A former employer paid for all its designers and engineers to spend several days attending an onsite course, "Boothroyd- Dewhurst Design for Assembly/ Design for Manufacture" or something like that, including a room full of computers and access to the software package that actually contained process capability information for a huge assortment of machines and processes. The price included an ongoing license or two installed on our network.
The software helped you generate what amounted to a process sheet for each part and then the assembly. It generated a score for relative cost and manufacturability, and encouraged you to explore variations in methods, materials, etc.

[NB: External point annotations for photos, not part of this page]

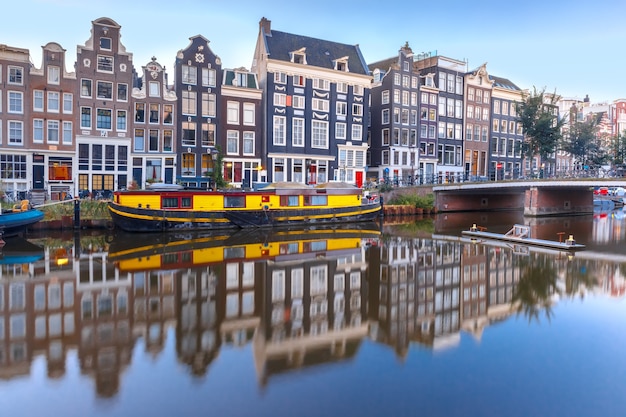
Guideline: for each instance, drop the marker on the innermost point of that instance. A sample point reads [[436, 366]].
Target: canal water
[[402, 318]]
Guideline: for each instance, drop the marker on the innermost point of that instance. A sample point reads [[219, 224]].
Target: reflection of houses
[[105, 320], [197, 334], [314, 307], [474, 286]]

It would have been a wonderful tool for someone just out of school, if you could convince said young person to pay attention to the tool.

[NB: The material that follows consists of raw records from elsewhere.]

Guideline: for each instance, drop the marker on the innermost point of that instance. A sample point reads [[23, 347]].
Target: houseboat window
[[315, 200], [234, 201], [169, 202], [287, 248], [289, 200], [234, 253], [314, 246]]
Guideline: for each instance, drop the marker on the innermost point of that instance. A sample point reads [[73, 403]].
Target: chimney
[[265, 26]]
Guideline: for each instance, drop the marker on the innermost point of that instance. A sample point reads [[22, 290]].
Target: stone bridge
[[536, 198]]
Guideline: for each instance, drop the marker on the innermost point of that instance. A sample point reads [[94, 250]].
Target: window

The experienced guys mostly scoffed that it was all common sense, except of course where it disagreed with what they wanted to do, in which case it was obviously wrong. They didn't use it much, either.

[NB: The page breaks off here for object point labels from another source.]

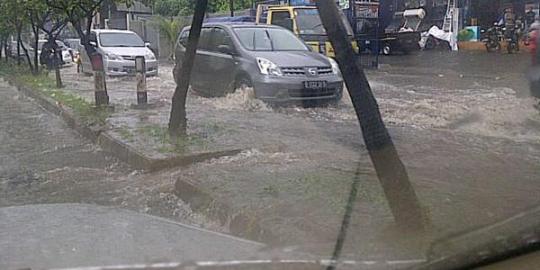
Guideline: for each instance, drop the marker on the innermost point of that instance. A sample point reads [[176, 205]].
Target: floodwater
[[463, 124]]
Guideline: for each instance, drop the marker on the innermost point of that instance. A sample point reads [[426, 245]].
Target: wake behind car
[[119, 49], [276, 63]]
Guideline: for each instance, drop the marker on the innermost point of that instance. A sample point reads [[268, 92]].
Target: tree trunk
[[26, 54], [58, 78], [7, 51], [390, 170], [178, 120], [36, 44], [18, 46]]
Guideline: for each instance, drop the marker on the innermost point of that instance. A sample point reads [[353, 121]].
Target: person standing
[[530, 17]]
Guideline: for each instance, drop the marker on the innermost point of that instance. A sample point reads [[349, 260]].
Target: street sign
[[344, 4]]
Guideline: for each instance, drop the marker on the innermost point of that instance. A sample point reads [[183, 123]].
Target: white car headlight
[[113, 56], [150, 56], [335, 66], [267, 67]]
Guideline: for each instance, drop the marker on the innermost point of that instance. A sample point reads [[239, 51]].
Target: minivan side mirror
[[289, 24], [226, 49]]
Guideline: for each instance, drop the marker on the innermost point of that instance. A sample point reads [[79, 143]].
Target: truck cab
[[305, 22]]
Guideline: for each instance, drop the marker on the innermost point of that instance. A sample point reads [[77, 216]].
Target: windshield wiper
[[271, 42]]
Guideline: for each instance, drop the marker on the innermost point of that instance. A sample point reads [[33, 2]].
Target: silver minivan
[[119, 49], [271, 59]]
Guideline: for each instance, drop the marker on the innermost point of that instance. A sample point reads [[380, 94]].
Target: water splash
[[241, 100]]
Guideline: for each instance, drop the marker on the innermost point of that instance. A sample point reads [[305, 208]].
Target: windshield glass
[[269, 39], [120, 40], [221, 142], [309, 22]]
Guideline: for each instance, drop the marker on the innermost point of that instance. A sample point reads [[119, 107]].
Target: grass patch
[[126, 134], [167, 144], [47, 86]]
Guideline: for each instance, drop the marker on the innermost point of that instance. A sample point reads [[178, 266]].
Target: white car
[[67, 57], [119, 49]]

It did effect one change. The software was very heavily biased toward snap fits. All of a sudden, there were snap fits everywhere, most in inappropriate places.
Of course it couldn't deal with individual machine variations like Wes pointed out, but if you were considering a process that you hadn't used (and it was embedded in the database), it could help you avoid a few beginner's mistakes.
I have no idea what the training cost. It might be cheaper to hire or rent someone with actual experience, and it would certainly be cheaper to buy a book.